What is the Turing Test?

By Expectlabs @ExpectLabs

Take a tour of the famous Turing test, as described by Expect Labs founder and CEO, Timothy Tuttle.

TRANSCRIPT:

I recently did a blog post about this long-standing debate in the AI community about what constitutes true intelligence. Is it is it just a collection of simple pattern matching or is there something fundamentally different about the nature of how the human brain works that can’t be simulated by today’s computer systems. I read this very interesting recent paper by Hector Levesque who’s a professor of computer science at the University of Toronto, and he discusses this issue and makes some very interesting proposals about how the way the computer scientists have been evaluating the intelligence systems over the past 50 years has perhaps been well, has been flawed, and there might be a better approach.

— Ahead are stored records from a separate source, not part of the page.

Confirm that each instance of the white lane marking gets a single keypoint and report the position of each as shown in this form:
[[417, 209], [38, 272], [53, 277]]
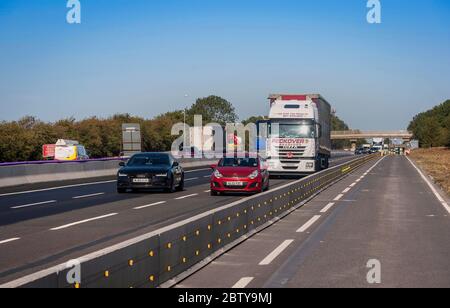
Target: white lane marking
[[191, 179], [32, 204], [346, 190], [148, 205], [55, 188], [184, 197], [339, 197], [435, 192], [326, 208], [83, 221], [88, 196], [243, 283], [197, 170], [10, 240], [307, 225], [274, 254]]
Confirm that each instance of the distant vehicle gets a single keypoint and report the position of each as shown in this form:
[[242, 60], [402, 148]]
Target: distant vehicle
[[302, 144], [150, 171], [247, 174], [69, 150]]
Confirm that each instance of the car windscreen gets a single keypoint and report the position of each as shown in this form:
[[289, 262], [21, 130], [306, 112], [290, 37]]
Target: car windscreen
[[156, 160], [239, 162]]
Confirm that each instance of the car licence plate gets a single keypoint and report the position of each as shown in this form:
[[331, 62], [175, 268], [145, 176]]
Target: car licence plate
[[141, 181], [235, 183]]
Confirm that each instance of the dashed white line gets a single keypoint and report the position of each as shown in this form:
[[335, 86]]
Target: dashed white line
[[438, 196], [274, 254], [307, 225], [83, 221], [32, 204], [9, 240], [184, 197], [339, 197], [88, 196], [327, 207], [197, 170], [148, 205], [243, 283]]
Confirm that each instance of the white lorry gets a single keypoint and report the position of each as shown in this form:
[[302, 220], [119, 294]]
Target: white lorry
[[299, 134]]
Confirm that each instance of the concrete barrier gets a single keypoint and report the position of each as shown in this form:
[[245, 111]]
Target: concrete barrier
[[164, 256], [29, 173]]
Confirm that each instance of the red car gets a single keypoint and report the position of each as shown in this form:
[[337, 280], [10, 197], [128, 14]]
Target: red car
[[247, 174]]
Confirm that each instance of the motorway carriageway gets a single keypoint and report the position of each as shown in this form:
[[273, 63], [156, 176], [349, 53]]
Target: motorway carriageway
[[43, 227], [385, 213]]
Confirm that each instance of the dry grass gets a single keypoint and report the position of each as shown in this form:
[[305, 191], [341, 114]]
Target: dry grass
[[436, 162]]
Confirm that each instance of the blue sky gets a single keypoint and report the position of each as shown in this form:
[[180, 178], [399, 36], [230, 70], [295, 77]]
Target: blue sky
[[143, 57]]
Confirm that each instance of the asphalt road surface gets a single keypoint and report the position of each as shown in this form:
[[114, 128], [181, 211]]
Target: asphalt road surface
[[42, 226], [381, 227]]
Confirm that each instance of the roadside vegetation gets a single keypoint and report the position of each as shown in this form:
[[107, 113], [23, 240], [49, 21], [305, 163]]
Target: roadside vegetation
[[22, 140], [436, 162], [432, 128]]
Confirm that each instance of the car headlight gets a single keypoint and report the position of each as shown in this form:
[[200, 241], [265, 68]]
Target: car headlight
[[254, 175], [217, 174]]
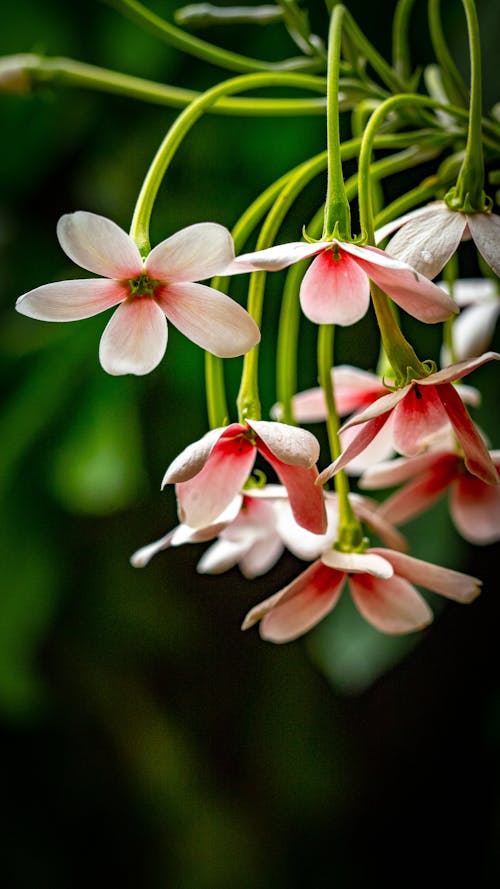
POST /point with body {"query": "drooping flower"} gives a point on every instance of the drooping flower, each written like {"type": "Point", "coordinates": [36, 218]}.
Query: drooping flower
{"type": "Point", "coordinates": [420, 410]}
{"type": "Point", "coordinates": [336, 289]}
{"type": "Point", "coordinates": [472, 332]}
{"type": "Point", "coordinates": [211, 471]}
{"type": "Point", "coordinates": [474, 506]}
{"type": "Point", "coordinates": [428, 237]}
{"type": "Point", "coordinates": [147, 292]}
{"type": "Point", "coordinates": [381, 585]}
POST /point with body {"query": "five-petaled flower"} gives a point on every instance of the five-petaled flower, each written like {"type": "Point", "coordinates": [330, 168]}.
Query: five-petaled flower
{"type": "Point", "coordinates": [211, 471]}
{"type": "Point", "coordinates": [474, 506]}
{"type": "Point", "coordinates": [147, 292]}
{"type": "Point", "coordinates": [420, 410]}
{"type": "Point", "coordinates": [428, 237]}
{"type": "Point", "coordinates": [336, 287]}
{"type": "Point", "coordinates": [381, 585]}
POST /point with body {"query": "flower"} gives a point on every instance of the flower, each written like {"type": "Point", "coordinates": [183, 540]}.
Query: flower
{"type": "Point", "coordinates": [428, 237]}
{"type": "Point", "coordinates": [420, 410]}
{"type": "Point", "coordinates": [211, 471]}
{"type": "Point", "coordinates": [147, 291]}
{"type": "Point", "coordinates": [381, 584]}
{"type": "Point", "coordinates": [336, 289]}
{"type": "Point", "coordinates": [474, 506]}
{"type": "Point", "coordinates": [473, 330]}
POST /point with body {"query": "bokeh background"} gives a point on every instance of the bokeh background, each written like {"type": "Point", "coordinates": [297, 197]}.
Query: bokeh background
{"type": "Point", "coordinates": [146, 742]}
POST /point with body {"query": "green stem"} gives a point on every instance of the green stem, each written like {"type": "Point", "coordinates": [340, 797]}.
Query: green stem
{"type": "Point", "coordinates": [337, 210]}
{"type": "Point", "coordinates": [69, 72]}
{"type": "Point", "coordinates": [350, 533]}
{"type": "Point", "coordinates": [201, 49]}
{"type": "Point", "coordinates": [468, 194]}
{"type": "Point", "coordinates": [139, 230]}
{"type": "Point", "coordinates": [454, 85]}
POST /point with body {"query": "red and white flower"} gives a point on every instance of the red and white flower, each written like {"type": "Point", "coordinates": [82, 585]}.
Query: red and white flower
{"type": "Point", "coordinates": [474, 505]}
{"type": "Point", "coordinates": [147, 292]}
{"type": "Point", "coordinates": [420, 410]}
{"type": "Point", "coordinates": [336, 288]}
{"type": "Point", "coordinates": [381, 582]}
{"type": "Point", "coordinates": [428, 237]}
{"type": "Point", "coordinates": [211, 471]}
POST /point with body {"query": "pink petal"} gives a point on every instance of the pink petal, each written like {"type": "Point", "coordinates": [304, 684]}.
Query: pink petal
{"type": "Point", "coordinates": [299, 606]}
{"type": "Point", "coordinates": [306, 498]}
{"type": "Point", "coordinates": [366, 435]}
{"type": "Point", "coordinates": [417, 418]}
{"type": "Point", "coordinates": [135, 338]}
{"type": "Point", "coordinates": [392, 606]}
{"type": "Point", "coordinates": [334, 291]}
{"type": "Point", "coordinates": [71, 300]}
{"type": "Point", "coordinates": [192, 254]}
{"type": "Point", "coordinates": [476, 456]}
{"type": "Point", "coordinates": [206, 495]}
{"type": "Point", "coordinates": [99, 245]}
{"type": "Point", "coordinates": [452, 584]}
{"type": "Point", "coordinates": [475, 510]}
{"type": "Point", "coordinates": [272, 259]}
{"type": "Point", "coordinates": [428, 243]}
{"type": "Point", "coordinates": [209, 318]}
{"type": "Point", "coordinates": [290, 444]}
{"type": "Point", "coordinates": [485, 230]}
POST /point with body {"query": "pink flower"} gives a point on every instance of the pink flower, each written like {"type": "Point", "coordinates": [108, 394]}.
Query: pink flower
{"type": "Point", "coordinates": [474, 506]}
{"type": "Point", "coordinates": [146, 292]}
{"type": "Point", "coordinates": [420, 410]}
{"type": "Point", "coordinates": [209, 472]}
{"type": "Point", "coordinates": [381, 584]}
{"type": "Point", "coordinates": [428, 237]}
{"type": "Point", "coordinates": [336, 288]}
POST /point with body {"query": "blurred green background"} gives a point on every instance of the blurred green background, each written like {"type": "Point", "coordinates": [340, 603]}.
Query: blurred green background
{"type": "Point", "coordinates": [146, 742]}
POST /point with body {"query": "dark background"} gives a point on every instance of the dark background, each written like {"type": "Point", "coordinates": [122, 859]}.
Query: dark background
{"type": "Point", "coordinates": [146, 742]}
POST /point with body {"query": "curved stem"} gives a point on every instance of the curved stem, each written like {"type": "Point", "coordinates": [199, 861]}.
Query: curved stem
{"type": "Point", "coordinates": [201, 49]}
{"type": "Point", "coordinates": [139, 229]}
{"type": "Point", "coordinates": [350, 533]}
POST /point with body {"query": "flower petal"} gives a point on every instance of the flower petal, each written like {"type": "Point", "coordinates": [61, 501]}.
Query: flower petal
{"type": "Point", "coordinates": [192, 254]}
{"type": "Point", "coordinates": [428, 243]}
{"type": "Point", "coordinates": [475, 510]}
{"type": "Point", "coordinates": [290, 444]}
{"type": "Point", "coordinates": [476, 456]}
{"type": "Point", "coordinates": [485, 231]}
{"type": "Point", "coordinates": [452, 584]}
{"type": "Point", "coordinates": [334, 290]}
{"type": "Point", "coordinates": [417, 418]}
{"type": "Point", "coordinates": [207, 494]}
{"type": "Point", "coordinates": [99, 245]}
{"type": "Point", "coordinates": [299, 606]}
{"type": "Point", "coordinates": [364, 563]}
{"type": "Point", "coordinates": [273, 259]}
{"type": "Point", "coordinates": [135, 338]}
{"type": "Point", "coordinates": [209, 318]}
{"type": "Point", "coordinates": [392, 606]}
{"type": "Point", "coordinates": [71, 300]}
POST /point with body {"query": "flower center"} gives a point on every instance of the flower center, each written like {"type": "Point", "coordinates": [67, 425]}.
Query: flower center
{"type": "Point", "coordinates": [142, 285]}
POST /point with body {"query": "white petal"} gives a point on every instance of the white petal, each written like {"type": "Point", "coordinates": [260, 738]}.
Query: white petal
{"type": "Point", "coordinates": [99, 245]}
{"type": "Point", "coordinates": [209, 318]}
{"type": "Point", "coordinates": [71, 300]}
{"type": "Point", "coordinates": [485, 231]}
{"type": "Point", "coordinates": [358, 563]}
{"type": "Point", "coordinates": [135, 338]}
{"type": "Point", "coordinates": [192, 254]}
{"type": "Point", "coordinates": [290, 444]}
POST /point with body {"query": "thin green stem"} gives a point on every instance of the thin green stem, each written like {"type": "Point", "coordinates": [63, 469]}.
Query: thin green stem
{"type": "Point", "coordinates": [337, 210]}
{"type": "Point", "coordinates": [139, 230]}
{"type": "Point", "coordinates": [350, 533]}
{"type": "Point", "coordinates": [201, 49]}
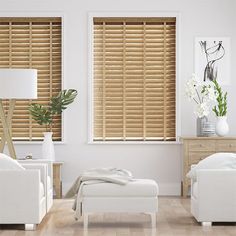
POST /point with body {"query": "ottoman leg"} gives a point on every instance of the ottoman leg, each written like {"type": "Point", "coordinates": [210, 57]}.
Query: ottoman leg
{"type": "Point", "coordinates": [85, 220]}
{"type": "Point", "coordinates": [153, 219]}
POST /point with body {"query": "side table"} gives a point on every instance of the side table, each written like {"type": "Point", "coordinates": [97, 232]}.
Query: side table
{"type": "Point", "coordinates": [57, 183]}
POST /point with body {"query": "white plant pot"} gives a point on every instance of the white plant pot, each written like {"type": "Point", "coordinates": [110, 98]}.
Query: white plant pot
{"type": "Point", "coordinates": [48, 147]}
{"type": "Point", "coordinates": [222, 127]}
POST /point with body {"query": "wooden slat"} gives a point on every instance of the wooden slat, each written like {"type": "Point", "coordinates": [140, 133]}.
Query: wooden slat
{"type": "Point", "coordinates": [33, 43]}
{"type": "Point", "coordinates": [134, 79]}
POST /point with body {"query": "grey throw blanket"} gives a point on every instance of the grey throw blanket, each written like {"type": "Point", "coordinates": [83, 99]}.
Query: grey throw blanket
{"type": "Point", "coordinates": [95, 176]}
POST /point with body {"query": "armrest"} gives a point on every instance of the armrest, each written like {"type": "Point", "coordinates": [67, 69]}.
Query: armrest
{"type": "Point", "coordinates": [40, 161]}
{"type": "Point", "coordinates": [19, 189]}
{"type": "Point", "coordinates": [216, 187]}
{"type": "Point", "coordinates": [41, 167]}
{"type": "Point", "coordinates": [49, 164]}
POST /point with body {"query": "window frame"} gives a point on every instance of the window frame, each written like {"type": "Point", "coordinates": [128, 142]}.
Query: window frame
{"type": "Point", "coordinates": [91, 15]}
{"type": "Point", "coordinates": [46, 14]}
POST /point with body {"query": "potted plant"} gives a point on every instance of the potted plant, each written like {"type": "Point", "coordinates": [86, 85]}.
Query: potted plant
{"type": "Point", "coordinates": [220, 110]}
{"type": "Point", "coordinates": [44, 115]}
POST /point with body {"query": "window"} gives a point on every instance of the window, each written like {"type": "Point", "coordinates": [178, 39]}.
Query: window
{"type": "Point", "coordinates": [33, 43]}
{"type": "Point", "coordinates": [134, 61]}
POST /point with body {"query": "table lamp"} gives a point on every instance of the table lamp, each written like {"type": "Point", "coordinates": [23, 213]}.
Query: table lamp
{"type": "Point", "coordinates": [14, 84]}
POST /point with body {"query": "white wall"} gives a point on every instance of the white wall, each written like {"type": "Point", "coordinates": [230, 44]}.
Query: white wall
{"type": "Point", "coordinates": [160, 162]}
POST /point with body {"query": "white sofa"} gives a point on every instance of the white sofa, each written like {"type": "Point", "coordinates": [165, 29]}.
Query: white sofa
{"type": "Point", "coordinates": [49, 178]}
{"type": "Point", "coordinates": [213, 196]}
{"type": "Point", "coordinates": [23, 195]}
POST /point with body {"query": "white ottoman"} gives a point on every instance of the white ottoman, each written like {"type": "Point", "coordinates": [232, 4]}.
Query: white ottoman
{"type": "Point", "coordinates": [140, 195]}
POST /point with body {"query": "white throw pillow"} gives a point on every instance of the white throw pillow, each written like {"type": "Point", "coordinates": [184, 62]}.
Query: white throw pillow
{"type": "Point", "coordinates": [219, 160]}
{"type": "Point", "coordinates": [7, 163]}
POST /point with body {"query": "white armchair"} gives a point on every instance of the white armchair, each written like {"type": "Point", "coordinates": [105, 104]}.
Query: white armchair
{"type": "Point", "coordinates": [49, 178]}
{"type": "Point", "coordinates": [22, 195]}
{"type": "Point", "coordinates": [213, 196]}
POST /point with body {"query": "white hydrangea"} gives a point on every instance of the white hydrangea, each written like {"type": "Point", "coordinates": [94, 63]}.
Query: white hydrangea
{"type": "Point", "coordinates": [202, 110]}
{"type": "Point", "coordinates": [202, 93]}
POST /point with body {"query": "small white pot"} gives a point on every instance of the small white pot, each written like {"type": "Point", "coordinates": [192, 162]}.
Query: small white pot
{"type": "Point", "coordinates": [222, 127]}
{"type": "Point", "coordinates": [48, 147]}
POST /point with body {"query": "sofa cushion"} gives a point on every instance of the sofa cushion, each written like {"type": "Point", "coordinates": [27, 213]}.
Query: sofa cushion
{"type": "Point", "coordinates": [219, 160]}
{"type": "Point", "coordinates": [136, 188]}
{"type": "Point", "coordinates": [7, 163]}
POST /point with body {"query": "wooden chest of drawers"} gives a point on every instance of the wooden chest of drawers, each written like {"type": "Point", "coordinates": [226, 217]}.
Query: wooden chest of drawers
{"type": "Point", "coordinates": [196, 149]}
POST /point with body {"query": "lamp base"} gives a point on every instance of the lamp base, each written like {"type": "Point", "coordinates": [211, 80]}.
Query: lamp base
{"type": "Point", "coordinates": [6, 124]}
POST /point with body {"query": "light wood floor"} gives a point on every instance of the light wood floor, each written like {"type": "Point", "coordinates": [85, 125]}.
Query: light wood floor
{"type": "Point", "coordinates": [173, 218]}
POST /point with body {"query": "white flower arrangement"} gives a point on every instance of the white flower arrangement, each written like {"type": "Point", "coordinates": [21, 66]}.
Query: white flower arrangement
{"type": "Point", "coordinates": [202, 93]}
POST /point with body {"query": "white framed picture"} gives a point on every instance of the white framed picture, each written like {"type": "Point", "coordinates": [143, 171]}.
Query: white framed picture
{"type": "Point", "coordinates": [212, 58]}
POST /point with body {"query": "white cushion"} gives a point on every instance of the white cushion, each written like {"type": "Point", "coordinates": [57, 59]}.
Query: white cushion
{"type": "Point", "coordinates": [215, 161]}
{"type": "Point", "coordinates": [41, 190]}
{"type": "Point", "coordinates": [7, 163]}
{"type": "Point", "coordinates": [136, 188]}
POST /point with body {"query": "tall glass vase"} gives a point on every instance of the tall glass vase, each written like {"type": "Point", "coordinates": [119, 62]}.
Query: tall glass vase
{"type": "Point", "coordinates": [48, 147]}
{"type": "Point", "coordinates": [200, 124]}
{"type": "Point", "coordinates": [222, 127]}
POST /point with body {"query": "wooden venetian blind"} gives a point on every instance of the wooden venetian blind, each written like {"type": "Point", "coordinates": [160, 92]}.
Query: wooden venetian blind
{"type": "Point", "coordinates": [33, 43]}
{"type": "Point", "coordinates": [134, 79]}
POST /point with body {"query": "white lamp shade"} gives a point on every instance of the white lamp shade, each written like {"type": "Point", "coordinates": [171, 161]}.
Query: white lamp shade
{"type": "Point", "coordinates": [18, 83]}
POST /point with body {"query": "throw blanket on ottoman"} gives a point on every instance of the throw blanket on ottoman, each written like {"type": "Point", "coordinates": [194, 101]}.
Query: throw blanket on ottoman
{"type": "Point", "coordinates": [96, 176]}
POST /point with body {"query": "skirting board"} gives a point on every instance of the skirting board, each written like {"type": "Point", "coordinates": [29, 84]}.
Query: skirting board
{"type": "Point", "coordinates": [165, 189]}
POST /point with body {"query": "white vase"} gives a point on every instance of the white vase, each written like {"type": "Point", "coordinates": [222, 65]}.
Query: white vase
{"type": "Point", "coordinates": [222, 127]}
{"type": "Point", "coordinates": [48, 147]}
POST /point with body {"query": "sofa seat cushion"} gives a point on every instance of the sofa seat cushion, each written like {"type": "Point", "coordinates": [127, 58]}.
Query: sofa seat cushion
{"type": "Point", "coordinates": [195, 190]}
{"type": "Point", "coordinates": [41, 190]}
{"type": "Point", "coordinates": [136, 188]}
{"type": "Point", "coordinates": [7, 163]}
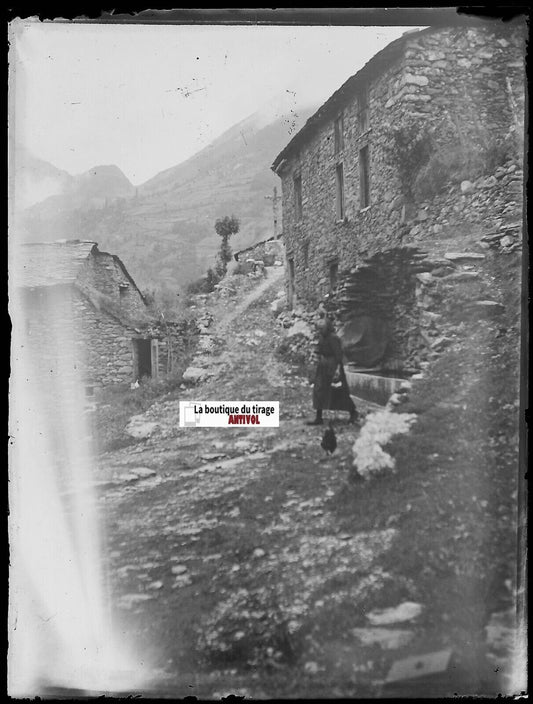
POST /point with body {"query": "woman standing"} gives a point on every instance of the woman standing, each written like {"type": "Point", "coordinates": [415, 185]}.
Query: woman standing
{"type": "Point", "coordinates": [330, 388]}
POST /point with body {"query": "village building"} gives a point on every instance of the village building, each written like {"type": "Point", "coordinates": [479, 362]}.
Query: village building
{"type": "Point", "coordinates": [436, 108]}
{"type": "Point", "coordinates": [81, 310]}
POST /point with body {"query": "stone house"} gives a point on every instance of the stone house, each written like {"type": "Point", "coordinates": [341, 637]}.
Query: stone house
{"type": "Point", "coordinates": [360, 177]}
{"type": "Point", "coordinates": [82, 310]}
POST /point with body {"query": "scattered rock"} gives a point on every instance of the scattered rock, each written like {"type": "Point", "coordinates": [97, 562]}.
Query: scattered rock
{"type": "Point", "coordinates": [467, 187]}
{"type": "Point", "coordinates": [155, 585]}
{"type": "Point", "coordinates": [407, 611]}
{"type": "Point", "coordinates": [456, 256]}
{"type": "Point", "coordinates": [128, 601]}
{"type": "Point", "coordinates": [507, 241]}
{"type": "Point", "coordinates": [179, 569]}
{"type": "Point", "coordinates": [138, 427]}
{"type": "Point", "coordinates": [194, 374]}
{"type": "Point", "coordinates": [386, 638]}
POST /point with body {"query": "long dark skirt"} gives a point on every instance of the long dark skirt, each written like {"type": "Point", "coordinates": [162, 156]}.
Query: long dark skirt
{"type": "Point", "coordinates": [324, 395]}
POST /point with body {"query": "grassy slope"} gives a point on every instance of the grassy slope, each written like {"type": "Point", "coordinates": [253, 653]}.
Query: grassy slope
{"type": "Point", "coordinates": [452, 502]}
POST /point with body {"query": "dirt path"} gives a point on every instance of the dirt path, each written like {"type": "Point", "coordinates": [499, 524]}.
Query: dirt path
{"type": "Point", "coordinates": [232, 568]}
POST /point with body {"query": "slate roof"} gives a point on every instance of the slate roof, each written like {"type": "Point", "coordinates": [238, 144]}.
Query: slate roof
{"type": "Point", "coordinates": [50, 263]}
{"type": "Point", "coordinates": [378, 63]}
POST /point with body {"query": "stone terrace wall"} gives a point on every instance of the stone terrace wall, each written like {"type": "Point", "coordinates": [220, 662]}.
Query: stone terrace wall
{"type": "Point", "coordinates": [463, 85]}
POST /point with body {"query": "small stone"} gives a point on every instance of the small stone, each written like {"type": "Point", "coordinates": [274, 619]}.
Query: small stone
{"type": "Point", "coordinates": [456, 256]}
{"type": "Point", "coordinates": [407, 611]}
{"type": "Point", "coordinates": [409, 78]}
{"type": "Point", "coordinates": [467, 187]}
{"type": "Point", "coordinates": [193, 374]}
{"type": "Point", "coordinates": [155, 585]}
{"type": "Point", "coordinates": [179, 569]}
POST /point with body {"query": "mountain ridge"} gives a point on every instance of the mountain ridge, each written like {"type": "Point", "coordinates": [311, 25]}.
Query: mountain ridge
{"type": "Point", "coordinates": [163, 229]}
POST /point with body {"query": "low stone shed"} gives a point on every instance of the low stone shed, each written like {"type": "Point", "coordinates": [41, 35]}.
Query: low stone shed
{"type": "Point", "coordinates": [79, 309]}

Historically, the way that computer scientists, at least as a thought exercise, have envisioned evaluating the intelligence of a computer system is using the well-known Turing Test, which is a theoretical test that was developed by Alan Turing where the way that you differentiate an intelligent computer program from a human is by having a computer in one room, and having a human being in another room and having a participant ask questions to each of these two entities through a teletype machine. The computer program would be considered to pass the Turing test, if after asking all the questions that the interviewer could think of, he was still unable to differentiate between the computer program and the human. That’s the Turing test.